Abrangência duvidosa
O pacote não se limita aos crimes de depredação de 8 de janeiro. Prevê anistia a crimes eleitorais, abuso de poder político, manifestações realizadas entre outubro de 2022 e a data da lei, bem como sanções da Justiça Eleitoral e restrições à liberdade de expressão impostas pelo Judiciário.
Constrangimento ao Judiciário
Alguns projetos contêm dispositivos que:
Impedem investigações e perseguição de crimes futuros;
Modificam regras do Código Penal, dificultando condenações por crimes contra a democracia;
Ameaçam magistrados por “abuso de autoridade” caso descumpram a lei.
Jogar a constituição no lixo
A Constituição, no artigo 5º, veda anistia para condenados por tortura, tráfico de drogas, terrorismo e crimes hediondos. Numa reportagem da Agência Brasil, o ministro Dias Toffoli afirmou que, por “coerência interna” da Carta, essa proibição deve se estender também às infrações contra a ordem democrática.
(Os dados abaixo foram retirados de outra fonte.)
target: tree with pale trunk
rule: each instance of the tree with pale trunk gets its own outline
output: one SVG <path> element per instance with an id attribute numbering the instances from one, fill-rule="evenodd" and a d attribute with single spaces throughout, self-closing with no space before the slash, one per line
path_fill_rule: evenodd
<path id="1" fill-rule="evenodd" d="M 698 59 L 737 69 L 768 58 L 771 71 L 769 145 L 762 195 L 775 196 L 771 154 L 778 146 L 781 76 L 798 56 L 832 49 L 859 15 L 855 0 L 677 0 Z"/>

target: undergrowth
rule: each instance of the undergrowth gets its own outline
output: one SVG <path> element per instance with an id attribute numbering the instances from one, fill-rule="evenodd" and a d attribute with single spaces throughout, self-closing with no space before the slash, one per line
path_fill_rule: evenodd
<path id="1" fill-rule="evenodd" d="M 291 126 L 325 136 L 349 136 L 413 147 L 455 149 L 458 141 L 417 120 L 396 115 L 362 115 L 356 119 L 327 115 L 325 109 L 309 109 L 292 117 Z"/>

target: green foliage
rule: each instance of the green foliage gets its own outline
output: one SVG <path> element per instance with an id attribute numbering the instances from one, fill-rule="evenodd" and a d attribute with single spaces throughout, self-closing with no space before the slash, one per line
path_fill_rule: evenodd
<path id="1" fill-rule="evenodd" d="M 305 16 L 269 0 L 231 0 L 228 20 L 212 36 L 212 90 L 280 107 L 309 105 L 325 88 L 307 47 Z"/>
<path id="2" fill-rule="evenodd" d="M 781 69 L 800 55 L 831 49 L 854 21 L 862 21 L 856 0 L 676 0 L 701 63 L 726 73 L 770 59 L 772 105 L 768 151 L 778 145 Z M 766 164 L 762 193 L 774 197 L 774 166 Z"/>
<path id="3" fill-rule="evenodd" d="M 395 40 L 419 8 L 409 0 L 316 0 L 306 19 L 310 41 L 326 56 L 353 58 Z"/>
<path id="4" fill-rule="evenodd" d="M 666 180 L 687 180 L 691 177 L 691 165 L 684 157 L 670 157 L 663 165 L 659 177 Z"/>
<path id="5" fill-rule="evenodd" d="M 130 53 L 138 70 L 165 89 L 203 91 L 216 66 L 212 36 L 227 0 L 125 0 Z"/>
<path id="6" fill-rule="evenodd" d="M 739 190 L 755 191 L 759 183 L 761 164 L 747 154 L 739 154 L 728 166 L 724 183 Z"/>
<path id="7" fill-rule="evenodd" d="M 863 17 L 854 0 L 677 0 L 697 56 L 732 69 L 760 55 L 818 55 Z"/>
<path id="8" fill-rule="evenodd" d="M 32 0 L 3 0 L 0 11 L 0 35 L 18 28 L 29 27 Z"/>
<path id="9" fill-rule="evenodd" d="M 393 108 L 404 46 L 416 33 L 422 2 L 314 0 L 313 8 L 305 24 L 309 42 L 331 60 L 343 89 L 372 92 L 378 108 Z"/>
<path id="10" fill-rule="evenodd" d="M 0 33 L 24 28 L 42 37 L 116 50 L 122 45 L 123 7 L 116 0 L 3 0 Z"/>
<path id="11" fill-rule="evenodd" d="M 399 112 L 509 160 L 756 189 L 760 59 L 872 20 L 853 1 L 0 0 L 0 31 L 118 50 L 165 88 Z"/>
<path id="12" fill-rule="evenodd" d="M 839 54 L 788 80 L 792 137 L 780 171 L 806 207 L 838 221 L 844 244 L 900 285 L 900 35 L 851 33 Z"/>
Na mesma reportagem, especialistas apontaram outro problema de inconstitucionalidade. A jurista Tânia Maria de Oliveira, da Associação Brasileira de Juristas pela Democracia (ABJD), por exemplo, disse que o projeto fere a separação de Poderes ao permitir que o Congresso interfira em atribuição exclusiva do Judiciário. Essas pessoas foram processadas julgadas e criminalizadas no STF. “Se o Legislativo decidir conceder anistia, estará invadindo claramente a competência do Supremo”, afirmou.
De uma maneira sucinta
O PL da Anistia é um pacote de medidas que mais parece um “cavalo de Tróia”: sob o discurso de amparar manifestantes comuns, a proposta esconde, apenas, uma estratégia para anistiar a quadrilha, como chamou o STF, pela tentativa de golpe, enfraquecer a estrutura de defesa do Estado Democrático de Direito e cassar decisões da justiça eleitoral, além de deslegitimar o Poder Judiciário.